SHANE JONES


 

THE GIRL WHO SMELLED OF HONEY AND SMOKE

 

began waking up before February each morning.  She'd crawl out of bed and walk through the darkness of the unfinished home and sit down at a wooden desk where she'd click on a small green lamp.  She'd read through the stacks of papers, the fragmented paragraphs, the half sentences and abandoned dialog, and finish these lost riddles to her liking.  A long time ago she showed Bianca the sun and yesterday she told Thaddeus to walk back to the house of a house a man wrongly accused of being February to ask more questions.  She supplied the blacksmiths with the tools to build a ship.  One by one, she revived the children buried underground after February had kidnapped them and she was the one who dropped the pieces of parchment from the sky that Thaddeus and the war effort collected.  It was February who messed everything up, dropping his own written parchments that only read: FEBRUARY AT THE EDGE OF TOWN to distract Thaddeus and the professor.  The girl who smelled of honey and smoke told the children nursery rhymes and supplied them with lanterns as her hands carved out the maze of tunnels. There, there, she said, hushing them to sleep under thick winter blankets, their bodies huddled against a curve in the tunnel. And deep inside their dreams she feed them all the images of a final war plan against February.
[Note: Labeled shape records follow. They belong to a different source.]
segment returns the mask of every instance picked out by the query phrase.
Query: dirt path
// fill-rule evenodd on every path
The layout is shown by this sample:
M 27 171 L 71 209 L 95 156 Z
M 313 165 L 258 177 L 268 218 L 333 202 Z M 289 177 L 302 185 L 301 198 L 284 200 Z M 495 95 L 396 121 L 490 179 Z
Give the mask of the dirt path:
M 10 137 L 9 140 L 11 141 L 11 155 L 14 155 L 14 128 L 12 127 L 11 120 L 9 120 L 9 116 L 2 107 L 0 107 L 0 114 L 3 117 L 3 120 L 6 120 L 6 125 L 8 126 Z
There, there, she whispered, tucking the squares of parchments under their pillowed heads.


 

 

FEBRUARY RETURNS BACK HOME

 

February had been waiting in the woods before heading back home to the girl who smelled of honey and smoke.  He opened the door and handed her a sculpture of an owl he made from ice.  The girl who smelled of honey and smoke cried and gave February a hug.  She whispered in his ear that Thaddeus Lowe now believes in spring and given time it will infect the entire town.

 

-We can finally live in peace, she said.

 

It was the perfect response to the war against him.  February had suffered through their fake smiling faces, water troth attacks, sticks thrown at the sky, prayers and war hymns.  He had seen them covered with moss and endless layers of gray.  He had seen them saddened with over nine hundred days of February and he had been blamed for it all.

 

-Very well then, said February.  We can now live in peace.  And he sat down in a wooded rocking chair and folded his hands on his lap.